Explainer: What is the Brexit backstop alternative paper British PM praised?

British Prime Minister Boris Johnson delivers a joint statement with French President Emmanuel Macron before a meeting on Brexit at the Elysee Palace in Paris

DUBLIN (Reuters) - British Prime Minister Boris Johnson referred for the second successive day on Thursday to "an excellent paper" endorsed by pro-Brexit members of parliament proposing alternatives to replace the so-called Irish backstop.

Johnson wants to drop the backstop - an insurance policy to keep the border between British-run Northern Ireland and EU member Ireland open under all circumstances after Brexit - from the stalled divorce deal.

The rest of the EU, including Ireland, say the backstop is crucial to maintaining peace on the island. In order to maintain the seamless border, it would keep the entire United Kingdom in a customs union with the EU "unless and until" alternative ways to achieve the same aim were found.

Below are the main points in the Alternative Arrangements Commission report Johnson praised ahead of meetings with French President Emmanuel Macron and German Chancellor Angela Merkel, and the response it received in Ireland and Northern Ireland.

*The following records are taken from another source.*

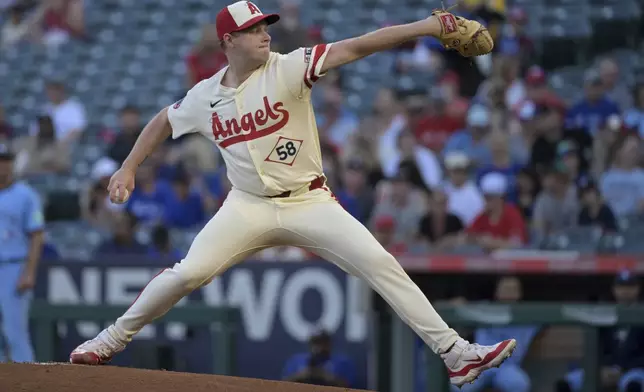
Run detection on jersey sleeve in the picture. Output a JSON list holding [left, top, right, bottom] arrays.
[[23, 187, 45, 233], [167, 86, 203, 139], [279, 44, 333, 98]]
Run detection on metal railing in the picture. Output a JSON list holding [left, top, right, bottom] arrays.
[[30, 301, 240, 375]]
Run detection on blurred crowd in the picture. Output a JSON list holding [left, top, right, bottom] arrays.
[[1, 0, 644, 261]]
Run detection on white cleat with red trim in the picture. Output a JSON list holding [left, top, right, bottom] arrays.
[[69, 329, 126, 365], [441, 338, 517, 387]]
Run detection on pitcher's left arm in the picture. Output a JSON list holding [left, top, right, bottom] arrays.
[[320, 10, 492, 73]]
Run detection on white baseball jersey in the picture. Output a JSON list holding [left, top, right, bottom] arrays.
[[167, 44, 332, 197]]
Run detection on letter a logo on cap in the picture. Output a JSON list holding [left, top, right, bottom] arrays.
[[247, 1, 261, 15]]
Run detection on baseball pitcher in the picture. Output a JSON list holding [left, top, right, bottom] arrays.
[[70, 2, 513, 386]]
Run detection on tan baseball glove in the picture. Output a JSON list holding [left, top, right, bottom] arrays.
[[431, 9, 494, 57]]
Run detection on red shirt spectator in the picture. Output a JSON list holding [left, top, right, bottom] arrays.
[[43, 0, 84, 38], [186, 24, 228, 88], [513, 66, 567, 118], [413, 115, 463, 152], [467, 172, 528, 250], [468, 204, 527, 244]]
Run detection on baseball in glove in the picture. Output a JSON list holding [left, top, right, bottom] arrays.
[[431, 9, 494, 57]]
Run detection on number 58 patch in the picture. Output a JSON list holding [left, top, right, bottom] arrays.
[[265, 136, 303, 166]]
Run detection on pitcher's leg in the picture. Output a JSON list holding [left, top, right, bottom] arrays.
[[71, 191, 279, 364], [280, 201, 457, 353], [281, 199, 515, 386]]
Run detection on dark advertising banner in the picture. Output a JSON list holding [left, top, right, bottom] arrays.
[[35, 260, 369, 388]]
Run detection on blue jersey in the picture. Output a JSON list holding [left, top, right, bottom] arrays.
[[565, 97, 620, 135], [0, 181, 45, 261]]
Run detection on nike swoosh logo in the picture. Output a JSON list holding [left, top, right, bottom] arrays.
[[210, 99, 222, 108], [463, 355, 483, 363]]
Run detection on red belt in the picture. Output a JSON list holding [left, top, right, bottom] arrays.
[[269, 176, 325, 198]]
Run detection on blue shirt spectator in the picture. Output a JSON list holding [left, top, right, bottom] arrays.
[[443, 105, 493, 166], [94, 212, 148, 257], [335, 160, 374, 224], [282, 352, 357, 387], [126, 164, 170, 225], [600, 168, 644, 218], [565, 70, 620, 136], [163, 173, 206, 229], [623, 83, 644, 137], [282, 331, 357, 388], [600, 134, 644, 217], [147, 225, 183, 260]]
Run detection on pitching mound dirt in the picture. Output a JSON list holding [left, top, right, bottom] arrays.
[[0, 363, 372, 392]]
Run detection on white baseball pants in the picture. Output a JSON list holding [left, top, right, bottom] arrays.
[[106, 187, 459, 354]]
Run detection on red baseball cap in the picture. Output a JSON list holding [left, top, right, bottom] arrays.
[[525, 65, 546, 86], [216, 1, 280, 41]]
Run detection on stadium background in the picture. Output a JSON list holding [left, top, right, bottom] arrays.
[[2, 0, 644, 391]]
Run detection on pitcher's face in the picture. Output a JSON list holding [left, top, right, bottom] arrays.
[[226, 21, 271, 63]]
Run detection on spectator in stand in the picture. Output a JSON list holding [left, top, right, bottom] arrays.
[[442, 152, 484, 226], [523, 99, 566, 176], [624, 83, 644, 137], [513, 66, 567, 117], [374, 88, 408, 169], [106, 105, 142, 165], [578, 182, 618, 233], [163, 170, 206, 229], [531, 165, 579, 239], [466, 172, 528, 251], [439, 71, 470, 125], [476, 132, 524, 204], [94, 212, 147, 257], [282, 330, 357, 388], [384, 129, 442, 192], [1, 3, 42, 48], [80, 157, 120, 231], [370, 171, 427, 248], [0, 103, 12, 142], [453, 276, 537, 392], [565, 69, 620, 137], [444, 104, 492, 167], [556, 140, 589, 187], [599, 57, 633, 111], [185, 23, 227, 89], [497, 7, 535, 68], [515, 167, 541, 221], [35, 0, 85, 48], [202, 165, 231, 211], [315, 84, 359, 152], [147, 225, 183, 260], [417, 190, 464, 251], [592, 114, 624, 179], [124, 162, 169, 226], [269, 0, 311, 54], [14, 115, 70, 177], [371, 215, 407, 254], [342, 122, 383, 188], [557, 271, 644, 392], [600, 134, 644, 218], [412, 87, 463, 152], [499, 55, 526, 110], [33, 80, 86, 145], [335, 159, 374, 224]]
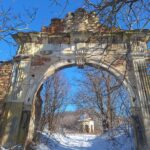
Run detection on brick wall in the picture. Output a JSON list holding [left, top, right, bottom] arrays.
[[0, 62, 12, 116], [41, 8, 121, 34]]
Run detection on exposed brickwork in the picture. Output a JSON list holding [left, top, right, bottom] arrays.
[[0, 62, 12, 115], [41, 8, 121, 34], [31, 55, 51, 66], [42, 18, 64, 34]]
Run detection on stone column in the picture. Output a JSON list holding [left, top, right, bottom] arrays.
[[0, 102, 24, 147], [132, 58, 150, 150], [82, 123, 85, 133], [125, 35, 149, 149], [88, 124, 91, 133], [0, 59, 31, 148], [92, 123, 94, 133]]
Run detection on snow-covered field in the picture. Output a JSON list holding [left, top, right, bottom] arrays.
[[0, 127, 135, 150], [35, 129, 135, 150]]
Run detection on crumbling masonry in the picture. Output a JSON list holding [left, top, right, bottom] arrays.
[[0, 8, 150, 150]]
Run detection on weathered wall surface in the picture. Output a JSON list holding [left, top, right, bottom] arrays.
[[0, 8, 150, 149], [0, 63, 12, 116]]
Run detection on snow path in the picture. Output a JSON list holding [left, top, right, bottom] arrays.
[[36, 131, 135, 150]]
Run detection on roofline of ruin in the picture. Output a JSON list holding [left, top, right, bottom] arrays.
[[12, 29, 150, 44]]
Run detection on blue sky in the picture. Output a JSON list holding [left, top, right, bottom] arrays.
[[0, 0, 149, 61], [51, 66, 131, 114], [0, 0, 86, 112], [2, 0, 84, 31], [41, 66, 84, 111], [0, 0, 145, 112], [0, 0, 84, 61], [0, 0, 85, 112], [61, 67, 81, 111]]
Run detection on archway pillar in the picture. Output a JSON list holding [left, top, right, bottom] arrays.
[[131, 57, 150, 150], [1, 57, 149, 149], [0, 101, 24, 148], [0, 8, 149, 149], [0, 58, 32, 148]]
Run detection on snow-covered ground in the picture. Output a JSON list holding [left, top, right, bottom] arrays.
[[0, 126, 135, 150], [35, 128, 135, 150]]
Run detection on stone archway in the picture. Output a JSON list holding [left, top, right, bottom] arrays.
[[26, 60, 136, 106], [0, 8, 150, 150], [25, 60, 135, 143]]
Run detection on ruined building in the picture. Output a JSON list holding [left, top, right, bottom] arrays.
[[0, 8, 150, 150]]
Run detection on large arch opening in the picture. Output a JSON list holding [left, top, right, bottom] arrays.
[[26, 60, 137, 149], [27, 60, 136, 104]]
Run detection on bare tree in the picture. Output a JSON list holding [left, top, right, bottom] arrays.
[[39, 72, 69, 132], [50, 0, 150, 30], [0, 3, 37, 43], [84, 0, 150, 29], [47, 0, 150, 84], [74, 67, 131, 133]]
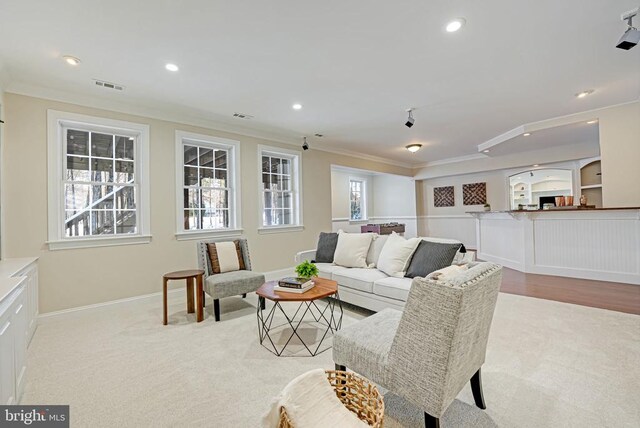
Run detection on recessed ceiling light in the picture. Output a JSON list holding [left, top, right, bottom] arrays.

WHAT IS THE ALTERNATIVE ARRANGEMENTS COMMISSION

The commission is a non-governmental group set up earlier this year by Prosperity UK, a think tank established in the aftermath of the 2016 Brexit referendum that says its aim is to look constructively at the UK's future outside the EU.

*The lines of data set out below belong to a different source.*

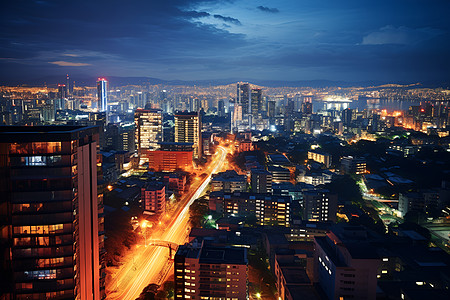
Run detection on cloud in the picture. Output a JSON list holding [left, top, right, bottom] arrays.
[[256, 6, 279, 13], [62, 53, 80, 57], [362, 26, 442, 45], [182, 10, 210, 18], [213, 14, 241, 25], [49, 61, 91, 67]]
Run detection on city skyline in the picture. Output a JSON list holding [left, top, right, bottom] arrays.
[[1, 0, 450, 84]]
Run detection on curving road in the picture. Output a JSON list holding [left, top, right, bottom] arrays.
[[106, 146, 228, 300]]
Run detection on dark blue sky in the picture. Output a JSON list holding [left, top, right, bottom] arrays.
[[1, 0, 449, 83]]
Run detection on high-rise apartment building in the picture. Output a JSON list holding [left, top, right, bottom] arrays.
[[134, 109, 163, 161], [174, 241, 248, 299], [174, 111, 201, 159], [96, 78, 108, 112], [0, 126, 105, 300]]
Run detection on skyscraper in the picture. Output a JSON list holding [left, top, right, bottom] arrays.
[[301, 95, 313, 115], [237, 82, 251, 115], [66, 74, 71, 97], [96, 78, 108, 112], [0, 126, 105, 300], [134, 109, 163, 161], [174, 111, 201, 159], [251, 88, 262, 117]]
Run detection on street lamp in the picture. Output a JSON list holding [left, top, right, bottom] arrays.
[[256, 293, 261, 299], [141, 220, 148, 247]]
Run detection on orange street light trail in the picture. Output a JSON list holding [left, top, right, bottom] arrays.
[[107, 146, 228, 300]]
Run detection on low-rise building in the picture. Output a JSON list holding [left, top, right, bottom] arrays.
[[211, 170, 247, 193], [147, 142, 194, 172], [141, 183, 166, 214], [174, 241, 248, 299], [268, 166, 291, 183], [209, 192, 291, 227], [308, 150, 332, 168], [340, 156, 366, 174]]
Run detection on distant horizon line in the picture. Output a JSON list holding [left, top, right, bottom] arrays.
[[1, 75, 449, 89]]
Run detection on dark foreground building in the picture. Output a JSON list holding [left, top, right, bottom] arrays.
[[0, 126, 105, 300]]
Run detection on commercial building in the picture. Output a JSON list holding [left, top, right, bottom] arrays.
[[174, 111, 202, 159], [96, 78, 108, 112], [237, 82, 251, 116], [307, 150, 331, 168], [250, 169, 273, 194], [147, 142, 193, 172], [209, 192, 291, 227], [303, 190, 338, 223], [174, 241, 248, 299], [134, 109, 163, 161], [141, 183, 166, 215], [104, 122, 135, 153], [0, 126, 105, 300], [211, 170, 247, 193], [251, 88, 262, 117], [340, 156, 366, 175]]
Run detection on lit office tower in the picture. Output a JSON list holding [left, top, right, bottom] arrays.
[[174, 111, 202, 159], [237, 82, 251, 115], [96, 78, 108, 112], [134, 109, 163, 161], [0, 126, 105, 300], [56, 84, 67, 110], [251, 88, 262, 117]]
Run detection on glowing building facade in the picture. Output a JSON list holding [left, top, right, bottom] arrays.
[[0, 126, 105, 300]]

It is chaired by Greg Hands and Nicky Morgan, two lawmakers from Johnson's Conservative Party who voted for Britain to remain in the EU but now support its withdrawal.

Alongside a technical panel of academics and trade advisers, its members include some of the most strident pro-Brexit members of parliament, many of whom are drawn from the European Research Group of Conservative MPs and Democratic Unionist Party (DUP).

WHAT DOES THE REPORT SAY

The Commission's interim report proposed what it described as a multi-layered approach of various measures that would harness "existing technologies and customs best practice" and "should" be fully up and running within three years.

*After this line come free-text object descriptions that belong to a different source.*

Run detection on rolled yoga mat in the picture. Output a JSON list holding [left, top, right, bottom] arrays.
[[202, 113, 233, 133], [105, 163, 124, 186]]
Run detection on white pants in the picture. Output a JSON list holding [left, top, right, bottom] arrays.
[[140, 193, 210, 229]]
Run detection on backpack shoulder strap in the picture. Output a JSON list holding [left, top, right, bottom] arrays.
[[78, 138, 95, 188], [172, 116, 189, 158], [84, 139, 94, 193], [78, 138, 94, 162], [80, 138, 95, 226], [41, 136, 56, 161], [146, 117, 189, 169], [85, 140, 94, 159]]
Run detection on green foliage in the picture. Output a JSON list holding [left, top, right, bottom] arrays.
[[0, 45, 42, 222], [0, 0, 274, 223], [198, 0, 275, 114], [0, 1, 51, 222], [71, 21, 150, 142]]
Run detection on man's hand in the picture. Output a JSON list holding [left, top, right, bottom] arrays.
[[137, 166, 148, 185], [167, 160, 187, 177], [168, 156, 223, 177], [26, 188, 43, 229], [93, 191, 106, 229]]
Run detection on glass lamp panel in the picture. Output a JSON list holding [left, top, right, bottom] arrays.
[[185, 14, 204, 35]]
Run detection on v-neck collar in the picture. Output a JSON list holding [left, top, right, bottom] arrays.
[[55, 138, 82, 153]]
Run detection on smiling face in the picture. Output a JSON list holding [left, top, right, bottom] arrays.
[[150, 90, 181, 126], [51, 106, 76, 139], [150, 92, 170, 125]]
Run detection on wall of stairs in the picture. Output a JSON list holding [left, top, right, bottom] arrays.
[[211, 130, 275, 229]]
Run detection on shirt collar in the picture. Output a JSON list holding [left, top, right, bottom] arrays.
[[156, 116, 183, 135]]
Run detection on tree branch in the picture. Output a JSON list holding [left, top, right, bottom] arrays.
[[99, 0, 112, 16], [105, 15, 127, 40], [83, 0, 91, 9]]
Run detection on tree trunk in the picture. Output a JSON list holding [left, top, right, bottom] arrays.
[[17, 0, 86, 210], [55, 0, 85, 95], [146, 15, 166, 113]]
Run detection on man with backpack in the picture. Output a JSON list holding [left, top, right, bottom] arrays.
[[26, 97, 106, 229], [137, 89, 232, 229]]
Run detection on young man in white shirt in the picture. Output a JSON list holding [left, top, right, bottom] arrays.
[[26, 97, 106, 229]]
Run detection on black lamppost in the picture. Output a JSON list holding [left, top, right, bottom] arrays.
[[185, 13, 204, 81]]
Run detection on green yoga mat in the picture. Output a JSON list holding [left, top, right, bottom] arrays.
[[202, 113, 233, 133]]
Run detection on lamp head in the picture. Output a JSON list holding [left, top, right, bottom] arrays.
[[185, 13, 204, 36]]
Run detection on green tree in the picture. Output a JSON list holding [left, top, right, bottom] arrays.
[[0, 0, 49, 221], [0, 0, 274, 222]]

They included the introduction of a tiered, mutually-recognised Trusted Trader Programme to cover businesses large and small. The largest operators that cross the border frequently would avoid checks by submitting self-assessed customs paperwork on a quarterly basis.

It proposed the establishment of special economic zones away from but close to the border, suggesting areas 30 to 50 km within each side between the Northern Irish county of Derry and Donegal in the Irish Republic and further east between the town of Newry to the north and Dundalk in the south.

Food safety and agri-food inspections would be carried out by mobile units away from the border. The report also suggested investigating the possibility of a common sanitary and phytosanitary (SPS) area on the whole island under EU SPS rules.

It said it would use the recommendations of the report to draft an Alternative Arrangements Protocol which could be inserted into the divorce treaty to ensure that the UK and EU would never activate the backstop.

HOW DID BUSINESS GROUPS RESPOND

Manufacturing Northern Ireland, the main lobby group for the sector, said the report left fundamental questions unanswered and would lump costs and complexities onto a business community with neither the capacity, experience nor capital required to deliver untested solutions. It would "kill firms, damage consumers and inflict a level of surveillance onto border communities which doesn't have their consent," the group said.

The Federation of Small Businesses, Northern Ireland's largest business lobby, said that while many of the proposals in the report were feasible, they could lead to additional costs and administrative burdens and that it was unsure whether such a series of cascading, phased solutions would solve the issue.

The British Irish Chamber raised questions over how the trusted-trader system would work in practice, especially for smaller businesses and how realistic it would be to gain the EU waivers required. The proposals lacked credibility in the reality of how all-island trade actually works, it said.

WHAT ABOUT THE IRISH GOVERNMENT?

While the Irish government did not directly respond to the report at the time - as it was not government policy - European Minister Helen McEntee said in June that the proposals raised many questions and serious doubts about whether they can achieve the same outcome as that provided by the backstop. That is the benchmark which must be reached by any alternative approach, she said.